A Foreman’s Perspective; How Construction Has Changed
June 17, 2021
A Build Your Future Arizona investor with a formal Diversity policy worth emulating, is DP Electric. Today we want to highlight the experiences of one of its employees who has been there, working through the years, and who offers his perspective into the ways construction has evolved. We touch base with Julio Alvarado, General Foreman at DP Electric, who worked his way up through the ranks, starting as a journeyman and recently received the honor of General Foreman of the Year for both 2019 and 2020. It helps to get the point of view of someone who is living through these changes, and who can tell us what it looks like from the inside out.
When asked about his own assumptions starting out in the skilled crafts, Julio (like a lot of people) didn’t initially see it as a viable career path. ‘My assumption was that it was temporary. I didn’t think I could make a career out of construction. Boy, was I wrong about that.” The construction industry has the perception of being a “job” for laborers, and not a serious career track.
As Julio aptly points out, this couldn’t be further from the truth. One way construction has been revamping its image is by showing the younger generation starting out and career-changers that there is earning potential for a career in the skilled crafts. Through apprenticeship programs and specialized training, you can really write your own story and go on to an exciting, fulfilling career.
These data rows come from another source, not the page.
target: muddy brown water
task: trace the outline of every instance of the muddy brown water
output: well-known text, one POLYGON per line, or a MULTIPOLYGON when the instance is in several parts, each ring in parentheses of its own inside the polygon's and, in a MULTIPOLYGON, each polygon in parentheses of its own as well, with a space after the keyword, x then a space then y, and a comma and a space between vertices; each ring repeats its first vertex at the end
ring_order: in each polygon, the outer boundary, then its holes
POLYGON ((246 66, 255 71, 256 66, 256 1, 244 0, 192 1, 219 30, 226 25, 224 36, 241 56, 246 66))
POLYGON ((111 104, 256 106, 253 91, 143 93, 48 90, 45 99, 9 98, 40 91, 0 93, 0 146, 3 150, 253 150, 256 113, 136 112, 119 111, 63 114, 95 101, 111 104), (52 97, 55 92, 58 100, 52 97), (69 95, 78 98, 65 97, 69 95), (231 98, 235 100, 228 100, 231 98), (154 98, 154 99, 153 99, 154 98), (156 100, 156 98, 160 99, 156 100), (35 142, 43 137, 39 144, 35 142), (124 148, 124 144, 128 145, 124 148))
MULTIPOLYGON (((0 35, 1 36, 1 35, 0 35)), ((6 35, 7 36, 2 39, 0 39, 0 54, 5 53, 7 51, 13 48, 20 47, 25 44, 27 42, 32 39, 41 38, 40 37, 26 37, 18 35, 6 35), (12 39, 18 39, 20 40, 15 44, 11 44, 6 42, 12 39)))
Even though opportunity is there, as a Latino in the construction industry, Alvarado concedes that it hasn’t always been easy for him. Though he’s earned some accolades in his recent past, these wins came after years of hard work. Alvarado knew starting out that he’d “have to work twice as hard to get the recognition of being a great leader. Sometimes you just don’t get the recognition that is deserved.” Unfortunately, the research bears this experience out. Nearly ¼ of employees in one survey, by the hiring website Indeed, report being discriminated against at work.
DP Electric has modeled diversity initiatives, essentially by making them part of the mission statement to combat qualms against diversity in the industry. The company’s stated Diversity Policy carefully lays out a comprehensive case for diversity and inclusion as underpinning every aspect of the company’s culture. Each employee is made aware of this policy during onboarding which upholds respectful communication and a zero-tolerance approach to workplace discrimination.
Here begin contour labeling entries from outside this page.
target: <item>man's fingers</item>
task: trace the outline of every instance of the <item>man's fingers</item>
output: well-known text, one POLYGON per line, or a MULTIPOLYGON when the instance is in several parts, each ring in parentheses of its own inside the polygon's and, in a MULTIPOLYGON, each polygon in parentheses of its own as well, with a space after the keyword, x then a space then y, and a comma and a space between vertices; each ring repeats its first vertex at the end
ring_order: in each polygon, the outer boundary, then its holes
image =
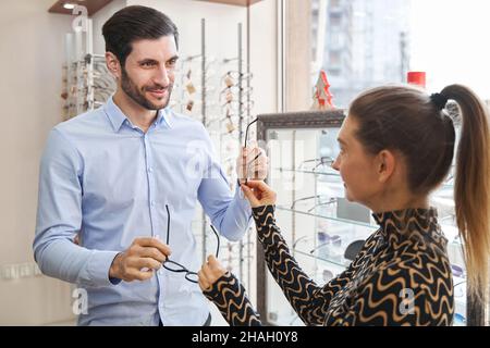
POLYGON ((255 197, 254 192, 252 191, 252 189, 249 187, 247 187, 247 185, 243 184, 241 185, 243 194, 245 195, 245 197, 253 203, 253 204, 257 204, 258 200, 255 197))
POLYGON ((151 278, 154 276, 154 270, 148 270, 148 271, 138 271, 135 273, 135 279, 137 281, 148 281, 149 278, 151 278))
POLYGON ((207 288, 209 288, 210 284, 206 279, 206 277, 203 275, 201 271, 197 272, 197 276, 199 277, 198 283, 199 283, 200 289, 206 290, 207 288))
POLYGON ((261 191, 270 190, 270 187, 262 181, 248 181, 246 186, 248 186, 249 188, 257 188, 261 191))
DP Electric also explicitly states that they “embrace and encourage our employees’ differences in age, color, disability, ethnicity, family or marital status, gender identity or expression, language, national origin, physical and mental ability, political affiliation, race, religion, sexual orientation, socio-economic status, veteran status” so that every new hire understands the expectations and standards that he or she is expected to uphold as a part of the DP Electric family. In this way, there are no surprises or miscommunications on the job.
Julio shares that he’s witnessed progress firsthand. He remembers that when he started out diversity and inclusion was not really on the industry’s radar the way it is today. Today, the industry is actively “getting rid of barriers and stereotypes – hiring different ethnicities and women. I can definitely see a change in the industry from 20 years ago.” Though construction may not have been an early adopter to the principles of diversity and inclusion, it’s hard to argue that the industry has benefited (and continues to benefit from) policies that foster innovation and a variety of perspectives. Over and over, it’s been shown that diversity improves outcomes and benefits your bottom line.
When asked how the industry could do better to recruit a more diverse workforce, Alvarado circles back to an earlier point he made about industry perceptions. “It would be helpful if the industry could find a way to market the fact this is a very well-paying career and that you can take advantage of free schooling.” Such as DP Electric’s Accredited Apprenticeship Program. Additionally, you must still remind people that construction offers well-paying jobs where you have many growth opportunities. If we can encourage job seekers about the potential in construction, we will energize and inspire a whole new generation of leaders in the industry.
When we ask Alvarado for his thoughts on the next generation, who might have uncertainty about acceptance or inclusion in construction, he strikes a decidedly optimistic note. “Don’t make assumptions about construction. This is a career where you get to make lots of friends on the way and earn a pretty good living.” And finally, after a bit more reflection, “It’s actually not as hard as it looks when you put your mind to it.”